KBBAcehnews.com | Aceh Tenggara, – Merebaknya isu Mutasi jabatan terhadap eselon II dan III, serta jabatan Kepala Puskesmas dan Kepala Sekolah di kabupaten Aceh Tenggara Provinsi Aceh saat ini menjadi perbincangan hangat dikalangan masyarakat. Terkait merebaknya isu mutasi jabatan tersebut oknum Kepala Dinas Pengendalian Penduduk dan Keluarga Berencana (DPPKB) setempat diduga jarang sekali masuk ke kantor pada saat jam kerja.
Sopiyan selaku Koordinator Wilayah Aceh Lsm Kaliber angkat bicara, kepada kbbaceh.news Senin (29/12), dirinya sangat kecewa dengan oknum Kepala Dinas Pengendalian Penduduk dan Keluarga Berencana (DPPKB), bahwa oknum Kadis tersebut terendus selama ini jarang sekali masuk kantornya. Ujarnya
“Ya berdasarkan informasi kemudian langsung kami telusuri diduga oknum Kepala Dinas yang berinisial BD belakangan ini beliau tidak pernah masuk kantor saat jam dinas,
Kami sudah beberapa kali ke kantor dinas DPPKB Aceh Tenggara untuk konfirmasi/informasi beberapa item perkejaan, dan kegiatan lainnya, tapi kepala dinas terkait tidak pernah ada di kantor.

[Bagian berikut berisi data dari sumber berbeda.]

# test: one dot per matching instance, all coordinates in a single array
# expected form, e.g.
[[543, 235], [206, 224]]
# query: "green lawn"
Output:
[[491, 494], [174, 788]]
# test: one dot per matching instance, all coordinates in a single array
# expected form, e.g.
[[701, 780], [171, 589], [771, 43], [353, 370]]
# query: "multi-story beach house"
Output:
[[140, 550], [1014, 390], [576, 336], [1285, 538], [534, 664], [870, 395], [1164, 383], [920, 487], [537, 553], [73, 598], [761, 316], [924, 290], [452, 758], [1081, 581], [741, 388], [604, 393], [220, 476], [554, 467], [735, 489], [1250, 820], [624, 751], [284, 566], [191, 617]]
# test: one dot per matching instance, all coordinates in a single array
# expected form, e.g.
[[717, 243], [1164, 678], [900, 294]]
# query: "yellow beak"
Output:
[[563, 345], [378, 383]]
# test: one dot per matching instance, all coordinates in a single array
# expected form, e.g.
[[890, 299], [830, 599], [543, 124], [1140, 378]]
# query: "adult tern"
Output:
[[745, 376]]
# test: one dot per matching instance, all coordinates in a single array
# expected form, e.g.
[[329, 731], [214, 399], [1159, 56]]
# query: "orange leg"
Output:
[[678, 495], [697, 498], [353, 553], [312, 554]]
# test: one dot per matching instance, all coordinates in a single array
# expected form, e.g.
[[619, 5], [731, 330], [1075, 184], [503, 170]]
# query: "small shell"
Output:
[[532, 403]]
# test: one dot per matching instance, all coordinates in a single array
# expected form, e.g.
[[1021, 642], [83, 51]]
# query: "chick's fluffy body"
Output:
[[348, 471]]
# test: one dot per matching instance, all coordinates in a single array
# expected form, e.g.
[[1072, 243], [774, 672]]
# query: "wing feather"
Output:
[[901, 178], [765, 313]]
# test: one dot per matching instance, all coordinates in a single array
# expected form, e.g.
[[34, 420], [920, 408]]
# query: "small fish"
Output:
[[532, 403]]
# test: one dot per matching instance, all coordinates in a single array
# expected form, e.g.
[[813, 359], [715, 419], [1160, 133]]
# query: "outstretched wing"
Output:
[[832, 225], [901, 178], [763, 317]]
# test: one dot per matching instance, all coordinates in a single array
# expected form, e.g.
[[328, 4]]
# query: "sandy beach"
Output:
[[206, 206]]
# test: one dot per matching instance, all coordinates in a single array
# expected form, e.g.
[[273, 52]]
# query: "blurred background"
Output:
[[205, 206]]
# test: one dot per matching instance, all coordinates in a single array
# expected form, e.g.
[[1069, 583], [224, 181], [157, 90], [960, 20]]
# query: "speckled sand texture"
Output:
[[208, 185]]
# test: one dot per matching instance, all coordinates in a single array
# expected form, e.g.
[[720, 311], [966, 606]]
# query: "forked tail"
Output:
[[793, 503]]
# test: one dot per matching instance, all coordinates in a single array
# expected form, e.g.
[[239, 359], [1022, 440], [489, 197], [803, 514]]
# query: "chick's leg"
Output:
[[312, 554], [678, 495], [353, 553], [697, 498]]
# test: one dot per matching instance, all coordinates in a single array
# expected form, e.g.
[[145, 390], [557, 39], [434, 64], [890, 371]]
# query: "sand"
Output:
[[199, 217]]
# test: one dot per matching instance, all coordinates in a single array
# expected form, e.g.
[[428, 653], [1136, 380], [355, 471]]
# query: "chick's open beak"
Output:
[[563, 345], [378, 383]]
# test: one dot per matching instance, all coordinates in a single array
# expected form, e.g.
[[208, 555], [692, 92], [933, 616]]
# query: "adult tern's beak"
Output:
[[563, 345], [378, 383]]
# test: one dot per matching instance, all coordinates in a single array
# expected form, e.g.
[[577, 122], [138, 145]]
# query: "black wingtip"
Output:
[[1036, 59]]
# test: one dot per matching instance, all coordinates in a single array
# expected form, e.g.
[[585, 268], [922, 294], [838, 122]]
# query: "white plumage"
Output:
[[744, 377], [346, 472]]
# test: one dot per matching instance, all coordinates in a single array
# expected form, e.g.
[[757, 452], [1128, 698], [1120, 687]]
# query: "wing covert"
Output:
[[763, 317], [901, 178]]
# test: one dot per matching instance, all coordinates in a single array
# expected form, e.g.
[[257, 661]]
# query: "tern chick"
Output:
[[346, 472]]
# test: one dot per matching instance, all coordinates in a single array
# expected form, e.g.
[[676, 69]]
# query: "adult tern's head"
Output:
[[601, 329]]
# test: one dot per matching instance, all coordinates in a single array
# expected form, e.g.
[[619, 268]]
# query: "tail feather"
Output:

“Ada apa dengan Kepala Dinas DPPKB Aceh Tenggara, jarang sekali masuk kantornya. Kami sebagai pegiat Lsm susah kali kita mau menjumpainya, karena selama ini beliau diduga sering sekali tidak masuk Kekantor di saat jam dinas. Begitu beberapa pegawai nya di jumpai , mereka menyebutnya oknum Kadis sering ke Banda Aceh. Sebut beberapa oknum pegawai DPPKB setempat.

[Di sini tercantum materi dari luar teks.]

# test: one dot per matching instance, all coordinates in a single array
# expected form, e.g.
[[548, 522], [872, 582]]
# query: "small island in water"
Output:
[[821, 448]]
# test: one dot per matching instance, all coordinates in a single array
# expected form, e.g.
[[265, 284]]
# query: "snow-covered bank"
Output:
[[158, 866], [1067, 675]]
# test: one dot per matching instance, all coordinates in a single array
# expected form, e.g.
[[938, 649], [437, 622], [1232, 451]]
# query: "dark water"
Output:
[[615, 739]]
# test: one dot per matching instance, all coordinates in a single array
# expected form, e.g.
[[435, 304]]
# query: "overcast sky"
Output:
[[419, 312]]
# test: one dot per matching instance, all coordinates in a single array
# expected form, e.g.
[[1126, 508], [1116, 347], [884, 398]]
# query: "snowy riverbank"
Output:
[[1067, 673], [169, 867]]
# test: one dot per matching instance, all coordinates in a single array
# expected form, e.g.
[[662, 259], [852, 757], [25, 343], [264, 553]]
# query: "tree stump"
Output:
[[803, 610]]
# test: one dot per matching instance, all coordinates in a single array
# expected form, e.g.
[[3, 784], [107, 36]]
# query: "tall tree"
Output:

Selanjutnya, terkait oknum Kadis tersebut jarang sekali masuk kantornya, kbbaceh.news pada Senin (29/12) beberapa kali menghubungi Budi Afrizal SKM, MKES, lewat sambungan telepon WhatsApp nya, bahkan pesan yang disampaikan lewat WhatsApp oknum Kadis tersebut enggan memberikan penjelasan.
“Namun informasi yang berkembang yang didapat kbbaceh.news bahwa oknum Kadis DPPKB setempat saat ini sedang ke Banda Aceh, untuk melakukan lobi-lobi jabatan di Provinsi Aceh lantaran menurut informasi beliau saat pelaksanaan Pilkada serentak tahun 2024 yang lalu, diduga beliau berseberangan dengan Bupati Agara terpilih saat ini.
Seharusnya berdasarkan Peraturan Pemerintah Republik Indonesia (PP) Nomor 94 Tahun 2021 tentang Disiplin Pegawai Negeri Sipil (PNS).
“Regulasi ini memuat mengenai kewajiban dan larangan serta hukuman disiplin bagi PNS yang tidak menaati kewajiban atau melanggar larangan tersebut,” ujarnya.
“Ditegaskan dalam peraturan ini, PNS wajib menaati kewajiban dan menghindari larangan sebagaimana tercantum dalam Pasal 2 sampai dengan Pasal 5. PNS yang tidak menaati ketentuan tersebut, dapat dijatuhi hukuman disiplin, mulai dari hukuman ringan, sedang, hingga berat,” kata Sopiyan lagi.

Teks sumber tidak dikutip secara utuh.